Written in a Fit of Illness. R. S. S.

In these sad hours, a prey to ceaseless pain,
While feverish pulses leap in every vein,
When each faint breath the last short effort seems
Of life just parting from my feeble limbs;
How wild soe’er my wandering thoughts may be,
Still, gentle Delia, still they turn on thee!
At length if, slumbering to a short repose,
A sweet oblivion frees me from my woes,
Thy form appears, thy footsteps I pursue,
Through springy vales, and meadows washed in dew;
Thy arm supports me to the fountain’s brink,
Where by some secret power forbid to drink,
Gasping with thirst, I view the tempting flood
That flies my touch, or thickens into mud;
Till thine own hand immerged the goblet dips,
And bears it streaming to my burning lips.
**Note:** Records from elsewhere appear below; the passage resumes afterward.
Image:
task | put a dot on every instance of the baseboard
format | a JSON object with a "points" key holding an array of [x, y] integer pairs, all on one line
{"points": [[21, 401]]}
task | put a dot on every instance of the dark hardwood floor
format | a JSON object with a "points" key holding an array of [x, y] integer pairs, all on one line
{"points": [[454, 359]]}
There borne aloft on fancy’s wing we fly,
Like souls embodied to their native sky;
Now every rock, each mountain, disappears;
And the round earth an even surface wears;
When lo! the force of some resistless weight,
Bears me straight down from that pernicious height;
Parting, in vain our struggling arms we close;
Abhorred forms, dire phantoms interpose;
With trembling voice on thy loved name I call;
And gulfs yawn ready to receive my fall.
From these fallacious visions of distress
I wake; nor are my real sorrows less.
Thy absence, Delia, heightens every ill,
And gives e’en trivial pains the power to kill.
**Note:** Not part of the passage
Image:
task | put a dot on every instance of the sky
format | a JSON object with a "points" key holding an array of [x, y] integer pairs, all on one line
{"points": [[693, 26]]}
Oh! wert thou near me; yet that wish forbear!
’Twere vain, my love,—'twere vain to wish thee near;
Thy tender heart would heave with anguish too,
And by partaking, but increase my woe.
Alone I’ll grieve, till gloomy sorrow past,
Health, like the cheerful day-spring, comes at last,—
Comes fraught with bliss to banish every pain,
Hope, joy, and peace, and Delia in her train!